When you receive a UIContentSizeCategoryDidChangeNotification, use the same code to update your label's font.

Obj C:

 CGFloat pointSize = [[UIFontDescriptor preferredFontDescriptorWithTextStyle:UIFontTextStyleHeadline] pointSize];
 [titleLabel setFont:[UIFont fontWithName:@"Marker Felt" size:pointSize]];
Phage answered 12/2, 2016 at 7:55 Comment(5)
Any way to make this work for iOS 8 or 7? UIFontTextStyleTitle1 is only available in iOS 9Eous
I used Title1 because that's what you had specified in your question. If you need to support an older OS, you would have to substitute one of the other text styles.Phage
I understand that that's why you used Title1. I've done just as you suggest and set the font size to that of UIFontTextStyleHeadline * 1.6 for the else of if #available(iOS 9.0, *)Eous
let pointSize = UIFontDescriptor.preferredFontDescriptorWithTextStyle(UIFontTextStyleTitle1).pointSize should be preferred as initialising a UIFont is more expensive.Alloy
let pointSize = UIFontDescriptor.preferredFontDescriptor(withTextStyle: .title1).pointSize for swift 3 +Popeyed
M
2

We have to add all the extension of related UIFramework for which we have to use dynamic font size of custom font in iOS-11+ such as UILabel, UIButton, UITextField, UITextView. Code is given in swift 4.2. We just need to use these custom classes instead of native ios classes to see effect of dynamic fonts in app.

Here first is Label:

class AppLabel: UILabel {

override func traitCollectionDidChange(_ previousTraitCollection: UITraitCollection?) {
    super.traitCollectionDidChange(previousTraitCollection)
    if #available(iOS 11.0, *)  {

        self.font = UIFontMetrics.default.scaledFont(for: self.font)
        self.adjustsFontForContentSizeCategory = true
        // Fallback on earlier versions
    } else {
        // Fallback on earlier versions
    }
  }

}

Here 2nd is UIButton:

class AppButton: UIButton {

override func traitCollectionDidChange(_ previousTraitCollection: UITraitCollection?) {
    super.traitCollectionDidChange(previousTraitCollection)
    if #available(iOS 11.0, *) {

        self.titleLabel?.font = UIFontMetrics.default.scaledFont(for: self.titleLabel?.font ?? UIFont())
        self.titleLabel?.adjustsFontForContentSizeCategory = true
    } else {
        // Fallback on earlier versions 
    }
  }
}

Here 3rd is UITextField:

class AppTextField: UITextField {
override func traitCollectionDidChange(_ previousTraitCollection: UITraitCollection?) {
    super.traitCollectionDidChange(previousTraitCollection)
    if #available(iOS 11.0, *) {

        self.font = UIFontMetrics.default.scaledFont(for: self.font ?? UIFont())
        self.adjustsFontForContentSizeCategory = true
    } else {
        // Fallback on earlier versions
    }
  }
}

Last one in UITextView:

class AppTextView: UITextView {

override func traitCollectionDidChange(_ previousTraitCollection: UITraitCollection?) {
    super.traitCollectionDidChange(previousTraitCollection)
    if #available(iOS 11.0, *) {

        self.font = UIFontMetrics.default.scaledFont(for: self.font ?? UIFont())
        self.adjustsFontForContentSizeCategory = true
    } else {
        // Fallback on earlier versions
    }
  }
}
Madore answered 30/11, 2018 at 13:57 Comment(1)
You just need to add above custom classes in your project and change the class in interface builder for UILabel to AppLabel. Also update classes for UITextView and UITextField to AppTextView and AppTextField respectively. Please let me know if you face any issue.Madore
E
0

Try my solution without need to listening for NSNotification.Name.UIContentSizeCategoryDidChange.
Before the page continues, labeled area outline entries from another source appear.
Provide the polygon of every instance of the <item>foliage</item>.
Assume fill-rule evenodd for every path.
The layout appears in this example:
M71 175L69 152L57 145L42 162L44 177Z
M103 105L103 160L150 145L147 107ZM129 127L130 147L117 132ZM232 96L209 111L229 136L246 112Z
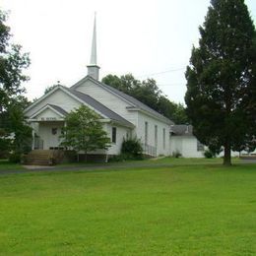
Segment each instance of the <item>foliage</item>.
M137 138L124 139L121 154L125 160L142 160L143 148L141 141Z
M255 255L255 164L217 160L0 175L1 254Z
M187 67L185 101L195 135L215 153L224 147L229 165L230 151L255 135L256 33L244 1L211 4Z
M206 150L204 152L204 156L206 159L213 159L216 157L216 154L214 152L212 152L211 150Z
M61 145L76 151L78 158L80 151L87 156L89 152L107 149L110 140L99 119L100 116L86 105L71 111L65 119Z
M10 44L6 19L7 15L0 10L0 155L7 156L12 151L17 160L30 150L32 139L32 130L23 114L28 100L22 96L22 83L29 79L23 70L28 68L30 59L28 53L21 52L21 45Z
M182 157L182 154L179 151L172 152L172 157L175 159L179 159Z
M29 78L23 70L30 65L28 53L22 54L21 45L10 44L10 28L5 25L7 15L0 10L0 114L8 107L13 96L25 92L22 82Z
M102 83L137 98L175 123L188 122L184 106L170 101L159 89L154 79L139 81L131 74L120 78L107 75L102 79Z

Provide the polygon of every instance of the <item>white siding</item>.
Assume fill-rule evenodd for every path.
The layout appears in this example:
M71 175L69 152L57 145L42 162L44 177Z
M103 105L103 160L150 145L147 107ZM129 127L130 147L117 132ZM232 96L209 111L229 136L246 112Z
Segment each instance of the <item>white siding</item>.
M107 126L107 134L111 140L112 137L112 127L116 127L116 143L111 143L111 147L108 149L108 155L119 155L121 153L121 147L123 139L126 138L126 135L131 132L130 129L124 128L122 126L116 126L109 124Z
M61 135L61 128L64 126L63 122L40 122L38 133L40 139L43 140L43 150L49 150L50 147L58 147L60 144L59 136ZM57 129L56 134L52 134L52 128Z
M76 88L76 91L89 95L129 122L137 125L137 113L134 111L128 111L126 109L126 107L131 106L131 104L113 95L112 93L102 89L100 86L88 80Z
M28 117L31 117L46 104L58 105L67 112L70 112L75 107L79 107L81 105L81 103L78 100L76 100L71 96L59 89L55 91L52 95L35 104L33 107L32 107L29 111L26 112L26 115Z
M160 122L149 115L138 113L138 127L136 127L137 137L145 143L145 122L148 122L148 145L155 147L155 127L158 126L158 147L157 156L169 156L169 125ZM165 129L165 149L163 149L163 129Z
M56 119L59 119L59 118L61 118L61 116L59 114L57 114L56 112L53 112L51 109L46 108L42 112L40 112L36 116L36 118L38 120L41 120L42 118L56 118Z

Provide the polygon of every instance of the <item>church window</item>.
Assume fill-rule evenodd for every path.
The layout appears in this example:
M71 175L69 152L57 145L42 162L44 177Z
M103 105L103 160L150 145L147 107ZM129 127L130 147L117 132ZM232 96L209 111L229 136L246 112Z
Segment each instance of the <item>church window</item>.
M58 128L51 128L51 134L52 135L56 135L57 134L57 132L58 132Z
M116 127L112 127L112 143L116 143Z
M148 136L149 136L149 124L145 122L145 144L148 145Z

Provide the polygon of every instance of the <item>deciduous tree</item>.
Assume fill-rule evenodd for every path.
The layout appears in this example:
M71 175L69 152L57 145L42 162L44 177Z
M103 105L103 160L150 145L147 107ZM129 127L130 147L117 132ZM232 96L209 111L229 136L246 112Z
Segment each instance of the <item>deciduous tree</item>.
M71 111L65 122L61 145L75 150L78 160L80 151L85 152L87 158L89 152L110 147L110 139L102 128L100 116L88 106L82 105Z

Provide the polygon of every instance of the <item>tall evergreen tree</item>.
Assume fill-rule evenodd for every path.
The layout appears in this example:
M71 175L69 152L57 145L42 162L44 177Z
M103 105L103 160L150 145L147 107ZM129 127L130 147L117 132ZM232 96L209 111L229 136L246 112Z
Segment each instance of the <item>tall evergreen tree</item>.
M187 113L198 139L211 150L251 145L255 134L255 28L244 0L212 0L199 47L187 67Z

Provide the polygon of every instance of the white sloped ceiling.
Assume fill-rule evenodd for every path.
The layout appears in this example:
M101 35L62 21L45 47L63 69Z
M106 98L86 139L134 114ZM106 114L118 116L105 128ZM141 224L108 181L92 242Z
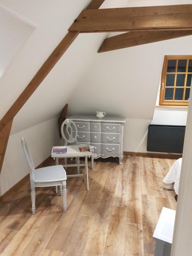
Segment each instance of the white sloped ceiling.
M1 78L0 118L90 2L0 0L0 6L35 27L32 35ZM105 0L101 7L123 7L127 2ZM78 36L16 116L11 134L48 120L59 113L97 55L97 50L105 36L106 33Z
M35 28L0 78L0 118L89 2L0 0L0 7ZM189 1L175 1L181 3ZM169 4L173 1L105 0L101 8ZM70 114L102 110L152 119L163 56L191 54L191 37L98 54L106 36L106 33L78 36L16 116L12 134L56 116L67 102Z
M129 7L191 4L189 0L130 0ZM192 36L98 53L71 94L69 113L152 120L165 55L192 54ZM84 102L86 102L86 104Z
Simply override traitCollectionDidChange on any UIView or UITableViewCell and update/calulate the fontsize with the similar TextStyle.

You can simply test it with any simulated Device and the Accessibility Inspector on MacOS.
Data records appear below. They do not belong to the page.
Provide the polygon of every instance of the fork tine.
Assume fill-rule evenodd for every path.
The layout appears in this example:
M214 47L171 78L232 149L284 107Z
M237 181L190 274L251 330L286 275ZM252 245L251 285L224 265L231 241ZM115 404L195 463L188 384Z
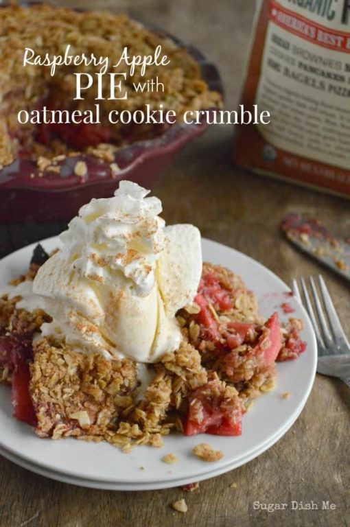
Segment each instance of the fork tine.
M307 292L307 289L306 288L306 284L305 284L305 280L303 278L301 278L300 281L301 283L301 288L303 290L303 294L305 298L306 310L309 314L309 316L310 317L311 321L312 323L312 325L314 326L314 329L316 333L316 338L317 339L317 342L318 342L318 346L319 347L320 346L322 348L325 348L325 343L320 333L320 330L318 329L318 324L317 323L317 321L316 319L315 314L314 312L314 308L312 307L312 304L311 303L310 297L309 296L309 293Z
M345 344L349 346L349 342L346 337L342 326L340 323L340 320L337 315L334 304L333 303L331 295L327 288L325 281L323 280L321 274L318 274L318 283L320 285L320 290L322 294L323 303L325 305L325 310L327 313L328 320L329 320L329 326L334 336L336 343L338 345Z
M322 308L322 304L318 297L318 293L317 292L314 279L312 277L310 277L309 279L311 285L311 290L312 292L312 296L314 297L316 311L318 317L318 320L320 321L320 325L323 336L323 342L325 342L326 347L331 346L333 342L332 336L329 332L329 329L328 329L326 318Z
M300 303L302 304L303 301L301 300L301 296L300 294L299 288L298 286L298 282L295 279L295 278L293 278L293 280L292 281L292 289L293 290L293 293L294 296L298 298Z

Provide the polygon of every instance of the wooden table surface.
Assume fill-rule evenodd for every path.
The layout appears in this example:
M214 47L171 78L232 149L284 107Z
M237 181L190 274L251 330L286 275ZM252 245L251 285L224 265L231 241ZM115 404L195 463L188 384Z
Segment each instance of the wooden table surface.
M60 2L60 3L64 3ZM125 10L152 25L191 40L220 68L227 105L238 102L254 2L246 0L133 0L84 1ZM204 236L255 258L286 282L320 272L294 250L279 231L288 211L315 215L340 235L349 235L349 202L272 179L258 177L230 162L232 130L215 127L189 145L154 187L169 223L190 222ZM29 242L56 234L63 224L0 226L4 255ZM348 335L349 286L323 270ZM244 467L200 483L185 493L175 488L147 492L113 492L79 488L31 473L0 458L2 527L94 526L350 525L349 389L340 381L317 375L310 399L292 429L272 448ZM237 484L233 489L232 483ZM170 504L185 497L186 515ZM323 500L334 510L268 513L253 502Z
 override func traitCollectionDidChange(_ previousTraitCollection: UITraitCollection?) {
       super.traitCollectionDidChange(previousTraitCollection)

        let pointSize = UIFontDescriptor.preferredFontDescriptor(withTextStyle: .title1).pointSize
        titleLabel.font = titleLabel.font.withSize(pointSize)
    }
Elaterid answered 14/5, 2018 at 16:28 Comment(0)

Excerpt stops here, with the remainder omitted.